Die britische Regierung hat sich in die Debatte um die Philosophie-Professorin Kathleen Stock eingemischt. Stock hatte sich seit Jahren eine Auseinandersetzung mit Student*innen und Kolleg*innen sowie mit trans Menschen über deren Rechte geliefert. Vergangenen Dienstag hatte sie ihren Job an der Universität von Sussex gekündigt.
Die Gleichstellungsministerin der Regierung, Kemi Badenoch von Boris Johnsons konservativer Tory-Partei, sagte dem Sender Sky News, dass sie nicht denke, dass Stock ihren Job verlieren sollte. Von deren Behandlung sei sie "erschrocken". Die Ansichten der Philosophin seien vermutlich, so die Konservative, in Übereinkunft mit der Mehrheit der Bevölkerung.
Doch Stock hatte ihren Job gar nicht "verloren". Schließlich hatte sich auch die Universität Sussex in Brighton stets demonstrativ hinter die Philosophin gestellt und die Angelegenheit zu einer Frage nach dem Recht auf Meinungs- und Redefreiheit erklärt.

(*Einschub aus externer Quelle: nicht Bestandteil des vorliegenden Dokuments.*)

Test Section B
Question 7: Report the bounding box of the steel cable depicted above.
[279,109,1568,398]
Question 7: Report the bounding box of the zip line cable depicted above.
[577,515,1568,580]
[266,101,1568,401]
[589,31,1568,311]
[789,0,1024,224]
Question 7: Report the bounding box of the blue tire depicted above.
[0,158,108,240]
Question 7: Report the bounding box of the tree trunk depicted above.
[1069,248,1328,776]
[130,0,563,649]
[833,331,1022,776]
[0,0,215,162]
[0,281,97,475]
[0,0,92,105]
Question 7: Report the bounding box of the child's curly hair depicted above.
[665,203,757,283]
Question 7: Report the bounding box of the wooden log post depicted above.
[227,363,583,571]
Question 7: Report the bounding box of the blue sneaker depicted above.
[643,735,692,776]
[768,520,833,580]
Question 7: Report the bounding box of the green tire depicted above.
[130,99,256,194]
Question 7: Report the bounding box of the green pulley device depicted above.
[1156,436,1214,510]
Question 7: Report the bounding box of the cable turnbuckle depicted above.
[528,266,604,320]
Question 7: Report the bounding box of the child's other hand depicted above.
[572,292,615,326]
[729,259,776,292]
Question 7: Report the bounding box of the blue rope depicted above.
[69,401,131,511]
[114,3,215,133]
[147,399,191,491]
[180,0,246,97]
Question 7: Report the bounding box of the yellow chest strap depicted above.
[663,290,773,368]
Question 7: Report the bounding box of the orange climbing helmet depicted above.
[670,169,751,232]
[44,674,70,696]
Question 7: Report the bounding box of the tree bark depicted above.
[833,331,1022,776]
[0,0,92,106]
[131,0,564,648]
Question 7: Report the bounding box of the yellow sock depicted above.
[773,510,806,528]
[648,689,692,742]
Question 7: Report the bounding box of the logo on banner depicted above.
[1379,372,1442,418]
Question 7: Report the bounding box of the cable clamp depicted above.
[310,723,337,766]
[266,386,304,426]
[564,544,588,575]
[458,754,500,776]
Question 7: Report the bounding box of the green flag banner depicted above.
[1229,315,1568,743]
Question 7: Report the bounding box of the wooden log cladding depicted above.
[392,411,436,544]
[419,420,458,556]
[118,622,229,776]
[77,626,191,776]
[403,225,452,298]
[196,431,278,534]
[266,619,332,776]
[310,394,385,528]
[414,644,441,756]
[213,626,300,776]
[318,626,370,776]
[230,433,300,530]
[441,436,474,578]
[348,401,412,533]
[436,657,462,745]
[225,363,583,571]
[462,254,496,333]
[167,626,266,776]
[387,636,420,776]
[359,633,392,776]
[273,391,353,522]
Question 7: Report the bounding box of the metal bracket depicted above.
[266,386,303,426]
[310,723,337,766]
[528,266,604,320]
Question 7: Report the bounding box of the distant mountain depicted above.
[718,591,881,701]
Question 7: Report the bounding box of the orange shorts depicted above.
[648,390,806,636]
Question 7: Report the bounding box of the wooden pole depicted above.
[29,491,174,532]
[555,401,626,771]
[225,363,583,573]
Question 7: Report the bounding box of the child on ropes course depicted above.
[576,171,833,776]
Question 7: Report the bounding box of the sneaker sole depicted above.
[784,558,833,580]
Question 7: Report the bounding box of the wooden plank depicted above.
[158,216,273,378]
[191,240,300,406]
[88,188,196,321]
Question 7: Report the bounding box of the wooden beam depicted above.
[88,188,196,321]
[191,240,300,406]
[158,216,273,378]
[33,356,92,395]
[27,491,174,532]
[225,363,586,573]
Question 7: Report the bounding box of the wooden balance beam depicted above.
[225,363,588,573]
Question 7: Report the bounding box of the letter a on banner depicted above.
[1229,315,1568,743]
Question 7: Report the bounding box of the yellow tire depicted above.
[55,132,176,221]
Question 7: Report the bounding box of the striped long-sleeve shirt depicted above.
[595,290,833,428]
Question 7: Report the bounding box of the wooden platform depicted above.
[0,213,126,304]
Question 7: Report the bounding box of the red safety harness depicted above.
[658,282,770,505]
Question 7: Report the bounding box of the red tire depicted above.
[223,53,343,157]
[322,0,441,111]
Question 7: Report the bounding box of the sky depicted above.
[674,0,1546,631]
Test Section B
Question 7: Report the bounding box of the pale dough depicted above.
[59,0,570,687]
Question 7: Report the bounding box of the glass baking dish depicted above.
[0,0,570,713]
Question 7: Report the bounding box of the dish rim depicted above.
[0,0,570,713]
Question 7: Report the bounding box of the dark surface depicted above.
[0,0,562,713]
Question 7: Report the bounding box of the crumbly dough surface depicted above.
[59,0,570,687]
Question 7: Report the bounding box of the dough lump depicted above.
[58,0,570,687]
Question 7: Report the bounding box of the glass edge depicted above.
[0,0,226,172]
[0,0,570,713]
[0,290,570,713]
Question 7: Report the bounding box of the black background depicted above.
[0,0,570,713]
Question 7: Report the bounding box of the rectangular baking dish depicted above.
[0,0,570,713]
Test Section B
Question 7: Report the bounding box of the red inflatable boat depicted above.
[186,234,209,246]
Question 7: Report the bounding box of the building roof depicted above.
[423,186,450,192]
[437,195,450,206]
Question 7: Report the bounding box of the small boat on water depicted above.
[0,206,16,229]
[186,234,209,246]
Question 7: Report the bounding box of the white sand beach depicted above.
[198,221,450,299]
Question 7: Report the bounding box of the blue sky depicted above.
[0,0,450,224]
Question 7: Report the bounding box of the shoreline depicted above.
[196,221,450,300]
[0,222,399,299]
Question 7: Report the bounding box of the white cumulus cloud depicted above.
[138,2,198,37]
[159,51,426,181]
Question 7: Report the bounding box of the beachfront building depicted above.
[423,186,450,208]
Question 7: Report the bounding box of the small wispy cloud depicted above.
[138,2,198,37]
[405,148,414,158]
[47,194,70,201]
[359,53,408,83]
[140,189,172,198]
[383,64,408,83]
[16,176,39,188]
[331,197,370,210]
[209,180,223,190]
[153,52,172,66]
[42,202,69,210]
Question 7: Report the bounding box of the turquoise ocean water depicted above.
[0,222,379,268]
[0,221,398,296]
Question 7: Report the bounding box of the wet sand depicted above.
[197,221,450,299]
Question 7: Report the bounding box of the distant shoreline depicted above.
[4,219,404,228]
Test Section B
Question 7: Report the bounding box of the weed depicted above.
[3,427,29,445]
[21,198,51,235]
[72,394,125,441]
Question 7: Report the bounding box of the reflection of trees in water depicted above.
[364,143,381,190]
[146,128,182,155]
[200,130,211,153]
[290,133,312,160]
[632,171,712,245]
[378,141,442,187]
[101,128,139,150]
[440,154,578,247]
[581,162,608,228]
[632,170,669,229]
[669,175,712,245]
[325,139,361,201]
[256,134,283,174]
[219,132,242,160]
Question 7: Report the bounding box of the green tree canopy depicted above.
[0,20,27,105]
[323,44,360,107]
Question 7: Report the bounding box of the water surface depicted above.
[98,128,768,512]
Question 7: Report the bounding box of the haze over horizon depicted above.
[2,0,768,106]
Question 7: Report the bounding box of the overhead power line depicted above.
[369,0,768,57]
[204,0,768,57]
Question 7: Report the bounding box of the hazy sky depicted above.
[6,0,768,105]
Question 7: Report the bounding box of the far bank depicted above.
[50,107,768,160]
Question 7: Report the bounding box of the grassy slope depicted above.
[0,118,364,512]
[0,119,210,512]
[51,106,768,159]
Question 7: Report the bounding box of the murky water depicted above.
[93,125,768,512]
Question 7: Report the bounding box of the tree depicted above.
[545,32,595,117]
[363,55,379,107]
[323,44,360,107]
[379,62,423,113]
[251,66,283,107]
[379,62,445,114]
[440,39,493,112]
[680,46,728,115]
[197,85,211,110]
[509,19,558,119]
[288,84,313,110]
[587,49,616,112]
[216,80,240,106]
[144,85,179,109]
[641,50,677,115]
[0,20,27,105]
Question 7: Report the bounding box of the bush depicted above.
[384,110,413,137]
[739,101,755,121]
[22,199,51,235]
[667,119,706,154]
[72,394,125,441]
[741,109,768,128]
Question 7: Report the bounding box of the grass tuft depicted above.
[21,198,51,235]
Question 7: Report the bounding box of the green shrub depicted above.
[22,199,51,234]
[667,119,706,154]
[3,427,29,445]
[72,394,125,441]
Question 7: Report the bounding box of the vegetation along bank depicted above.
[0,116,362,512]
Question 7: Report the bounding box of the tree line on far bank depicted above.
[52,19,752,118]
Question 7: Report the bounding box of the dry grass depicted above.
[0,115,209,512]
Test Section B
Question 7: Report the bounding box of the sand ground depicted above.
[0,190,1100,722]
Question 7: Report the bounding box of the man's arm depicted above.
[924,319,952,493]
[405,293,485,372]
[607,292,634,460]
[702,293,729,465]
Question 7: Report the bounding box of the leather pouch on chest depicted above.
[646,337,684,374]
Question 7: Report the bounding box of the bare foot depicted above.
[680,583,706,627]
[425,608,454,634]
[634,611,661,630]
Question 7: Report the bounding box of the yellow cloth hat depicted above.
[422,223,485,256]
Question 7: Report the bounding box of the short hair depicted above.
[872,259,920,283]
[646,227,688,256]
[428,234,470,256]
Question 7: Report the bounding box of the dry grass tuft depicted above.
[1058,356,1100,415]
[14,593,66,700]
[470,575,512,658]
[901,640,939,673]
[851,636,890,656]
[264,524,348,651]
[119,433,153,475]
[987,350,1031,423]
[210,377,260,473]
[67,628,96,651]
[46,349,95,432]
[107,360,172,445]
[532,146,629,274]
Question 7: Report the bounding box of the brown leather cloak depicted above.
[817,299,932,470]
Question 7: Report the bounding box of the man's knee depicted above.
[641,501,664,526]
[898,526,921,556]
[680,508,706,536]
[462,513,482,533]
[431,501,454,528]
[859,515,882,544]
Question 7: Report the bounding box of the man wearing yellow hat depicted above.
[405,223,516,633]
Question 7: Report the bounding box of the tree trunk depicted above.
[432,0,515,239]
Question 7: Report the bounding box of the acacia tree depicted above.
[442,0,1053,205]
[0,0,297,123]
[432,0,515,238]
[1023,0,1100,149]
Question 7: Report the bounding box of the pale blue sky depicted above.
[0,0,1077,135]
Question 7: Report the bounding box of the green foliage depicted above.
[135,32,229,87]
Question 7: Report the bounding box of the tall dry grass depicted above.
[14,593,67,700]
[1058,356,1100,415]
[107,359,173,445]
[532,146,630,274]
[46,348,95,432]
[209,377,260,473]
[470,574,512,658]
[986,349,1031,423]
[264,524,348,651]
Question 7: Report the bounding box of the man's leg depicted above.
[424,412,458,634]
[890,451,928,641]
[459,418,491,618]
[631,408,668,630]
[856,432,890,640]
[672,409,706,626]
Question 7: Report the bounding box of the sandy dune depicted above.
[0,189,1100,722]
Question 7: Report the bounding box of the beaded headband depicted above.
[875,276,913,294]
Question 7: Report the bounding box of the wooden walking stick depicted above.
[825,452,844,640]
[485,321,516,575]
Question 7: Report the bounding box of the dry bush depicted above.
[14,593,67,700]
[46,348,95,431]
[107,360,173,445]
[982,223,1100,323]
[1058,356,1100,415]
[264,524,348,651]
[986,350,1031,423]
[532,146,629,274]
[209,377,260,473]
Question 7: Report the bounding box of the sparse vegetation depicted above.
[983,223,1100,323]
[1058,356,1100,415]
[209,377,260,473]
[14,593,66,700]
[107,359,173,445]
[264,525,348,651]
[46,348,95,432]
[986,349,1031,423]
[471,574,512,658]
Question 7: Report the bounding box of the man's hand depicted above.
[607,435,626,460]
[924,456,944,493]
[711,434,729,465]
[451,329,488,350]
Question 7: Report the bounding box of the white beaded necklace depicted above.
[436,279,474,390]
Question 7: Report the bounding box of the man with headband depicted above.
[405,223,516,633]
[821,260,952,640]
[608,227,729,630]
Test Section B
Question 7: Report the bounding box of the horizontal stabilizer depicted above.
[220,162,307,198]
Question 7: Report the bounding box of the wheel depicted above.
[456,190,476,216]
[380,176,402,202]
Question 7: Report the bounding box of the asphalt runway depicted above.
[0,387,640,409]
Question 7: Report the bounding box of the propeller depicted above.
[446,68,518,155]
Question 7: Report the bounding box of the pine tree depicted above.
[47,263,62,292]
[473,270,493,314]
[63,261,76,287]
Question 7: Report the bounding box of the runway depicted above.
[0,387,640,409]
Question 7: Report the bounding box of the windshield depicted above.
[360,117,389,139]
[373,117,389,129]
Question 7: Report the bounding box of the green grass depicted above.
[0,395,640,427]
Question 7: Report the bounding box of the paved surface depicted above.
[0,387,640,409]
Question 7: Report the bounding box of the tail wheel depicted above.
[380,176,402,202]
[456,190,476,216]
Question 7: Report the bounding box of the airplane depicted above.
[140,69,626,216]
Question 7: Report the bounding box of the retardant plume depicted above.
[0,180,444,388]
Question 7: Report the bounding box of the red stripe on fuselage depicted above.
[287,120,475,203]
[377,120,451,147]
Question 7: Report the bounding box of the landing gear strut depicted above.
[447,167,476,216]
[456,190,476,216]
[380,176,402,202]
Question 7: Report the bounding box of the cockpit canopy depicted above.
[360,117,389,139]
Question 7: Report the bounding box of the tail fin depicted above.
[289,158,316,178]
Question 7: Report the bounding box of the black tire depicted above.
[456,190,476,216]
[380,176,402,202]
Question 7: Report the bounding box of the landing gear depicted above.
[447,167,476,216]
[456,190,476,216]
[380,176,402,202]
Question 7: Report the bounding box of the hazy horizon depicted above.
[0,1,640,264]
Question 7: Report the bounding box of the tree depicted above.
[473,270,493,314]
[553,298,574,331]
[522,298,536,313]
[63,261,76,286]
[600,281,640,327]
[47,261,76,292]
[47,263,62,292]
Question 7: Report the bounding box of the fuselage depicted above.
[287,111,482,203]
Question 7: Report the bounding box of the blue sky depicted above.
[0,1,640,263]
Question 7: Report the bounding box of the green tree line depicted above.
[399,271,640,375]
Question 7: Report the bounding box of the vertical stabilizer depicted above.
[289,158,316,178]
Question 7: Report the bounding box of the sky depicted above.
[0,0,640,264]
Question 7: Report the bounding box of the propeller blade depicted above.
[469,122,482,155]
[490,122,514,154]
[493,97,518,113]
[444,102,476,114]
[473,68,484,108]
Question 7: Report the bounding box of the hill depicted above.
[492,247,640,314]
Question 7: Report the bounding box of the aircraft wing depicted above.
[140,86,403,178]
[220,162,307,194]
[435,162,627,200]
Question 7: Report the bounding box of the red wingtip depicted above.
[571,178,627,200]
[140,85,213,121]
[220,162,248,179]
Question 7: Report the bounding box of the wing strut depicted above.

Transfeindliche Äußerungen
Im Oktober hatten Student*innen eine Kampagne zu Stocks Entlassung aufgrund ihrer Verbreitung transfeindlicher Äußerungen und Positionen gestartet. Dagegen verwahrten sich wiederum 200 Akademiker*innen aus Stocks Fachbereich öffentlich. Dennoch verkündete die Philosophin schließlich ihren Rückzug von der Universität von Sussex.
Stock hatte immer wieder dagegen argumentiert, dass transgeschlechtliche Menschen eine Anerkennung in ihrem Geschlecht verdient hätten oder dass transgeschlechtliche Frauen in Frauenräumen Zutritt haben sollten. Sie setzte sich zudem dafür ein, den Begutachtungszwang für Personen aufrecht zu erhalten, die ihre geschlechtliche Identität vom Staat anerkennen lassen wollen.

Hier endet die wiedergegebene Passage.